Frau Taubenheim, Sie beschäftigen sich mit Glückspädagogik, wie definieren Sie Glück?
Jede positive Regung im Körper und jeder positive Gedanke. Denn positive Gedanken führen zu einer Ausschüttung von Glückshormonen.

Die meisten von uns stellen sich Glück eher als etwas vor, das uns zufällig wiederfährt, nicht als etwas, das wir beeinflussen können.
Diese Vorstellung von Glück entspricht dem, was man in der Glücksforschung als „Zufallsglück“ bezeichnet. Aber selbst das können wir beeinflussen. Wenn wir mit einer zufälligen Begegnung offen und spontan umgehen, werden wir sie anders erleben als wenn wir verschlossen und gestresst sind.

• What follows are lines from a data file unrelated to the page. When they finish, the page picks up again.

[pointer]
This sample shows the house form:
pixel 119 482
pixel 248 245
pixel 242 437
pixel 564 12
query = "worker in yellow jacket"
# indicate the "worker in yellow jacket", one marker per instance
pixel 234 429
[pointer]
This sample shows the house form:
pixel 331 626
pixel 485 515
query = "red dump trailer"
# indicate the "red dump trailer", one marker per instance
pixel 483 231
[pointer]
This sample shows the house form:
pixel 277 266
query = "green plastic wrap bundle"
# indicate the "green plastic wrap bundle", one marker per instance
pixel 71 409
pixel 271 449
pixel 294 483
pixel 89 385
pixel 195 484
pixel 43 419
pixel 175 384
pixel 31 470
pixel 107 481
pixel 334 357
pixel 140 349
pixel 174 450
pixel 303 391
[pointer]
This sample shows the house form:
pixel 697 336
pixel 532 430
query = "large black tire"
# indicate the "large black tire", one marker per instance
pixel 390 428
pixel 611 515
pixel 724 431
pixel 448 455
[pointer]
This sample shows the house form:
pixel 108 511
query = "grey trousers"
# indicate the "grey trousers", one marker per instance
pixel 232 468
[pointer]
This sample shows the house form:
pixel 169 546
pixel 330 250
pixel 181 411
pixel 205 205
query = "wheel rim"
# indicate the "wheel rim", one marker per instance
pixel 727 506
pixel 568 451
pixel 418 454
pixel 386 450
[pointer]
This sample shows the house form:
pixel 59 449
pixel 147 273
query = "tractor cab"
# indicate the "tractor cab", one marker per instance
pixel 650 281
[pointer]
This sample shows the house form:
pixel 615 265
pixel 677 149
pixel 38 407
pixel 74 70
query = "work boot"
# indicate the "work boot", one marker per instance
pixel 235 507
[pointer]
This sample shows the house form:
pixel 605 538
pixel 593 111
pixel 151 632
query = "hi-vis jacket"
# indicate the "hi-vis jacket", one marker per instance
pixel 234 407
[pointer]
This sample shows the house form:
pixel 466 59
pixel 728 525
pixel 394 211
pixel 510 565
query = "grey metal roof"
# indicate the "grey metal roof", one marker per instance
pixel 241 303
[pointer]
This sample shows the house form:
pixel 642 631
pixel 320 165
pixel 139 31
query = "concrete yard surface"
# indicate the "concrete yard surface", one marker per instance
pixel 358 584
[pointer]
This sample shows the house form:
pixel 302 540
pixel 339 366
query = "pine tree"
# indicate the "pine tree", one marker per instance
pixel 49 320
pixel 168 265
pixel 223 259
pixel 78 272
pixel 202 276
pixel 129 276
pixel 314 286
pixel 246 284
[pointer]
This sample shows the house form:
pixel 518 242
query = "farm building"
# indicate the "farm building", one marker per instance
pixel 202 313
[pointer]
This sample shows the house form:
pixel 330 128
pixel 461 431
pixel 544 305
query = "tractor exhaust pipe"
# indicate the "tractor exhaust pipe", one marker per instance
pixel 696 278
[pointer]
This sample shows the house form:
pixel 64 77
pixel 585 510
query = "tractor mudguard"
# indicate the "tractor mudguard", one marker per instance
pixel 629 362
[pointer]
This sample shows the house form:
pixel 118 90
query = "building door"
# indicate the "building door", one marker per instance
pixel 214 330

Welche Arten von Glück gibt es denn noch?
Es gibt noch das „Wohlfühlglück“, das sich in Momenten des Wohlgefühls und des Genusses einstellt, bei einer guten Tasse Kaffee zum Beispiel, das ist das gute Gefühl hier und jetzt. Und dann das sogenannte „Glück der Fülle“, von dem schon Aristoteles gesprochen hat. Hierbei geht es darum, die ganze Palette der Gefühle zu erleben und auszuschöpfen, auch negative.

Inwiefern können negative zum Glück beitragen?
Die Vorstellung dahinter ist, dass, je mehr wir uns erlauben, alles zu erleben, desto mehr pendeln wir uns in der Mitte ein und entwickeln eine heitere Gelassenheit. Man hat dann dieses Gefühl: Was soll mir schon passieren?

Wie genau trainiert man Glück?
Der erste und wichtigste Schritt ist, sich seine Gedanken bewusst zu machen. Egal, was Sie erleben, was für Handlungsmuster sie haben, Sie haben Gedanken dazu. Und wenn die negativ sind, ist die Stimmung schlecht. Leider sind wir entwicklungsgeschichtlich programmiert, uns auf Negatives zu fokussieren, um mögliche Gefahren rechtzeitig zu erkennen. Negative Gedanken haben also mehr Gewicht als positive. Deshalb braucht man, um neurologisch gesund zu sein, mehr positive Gedanken als negative.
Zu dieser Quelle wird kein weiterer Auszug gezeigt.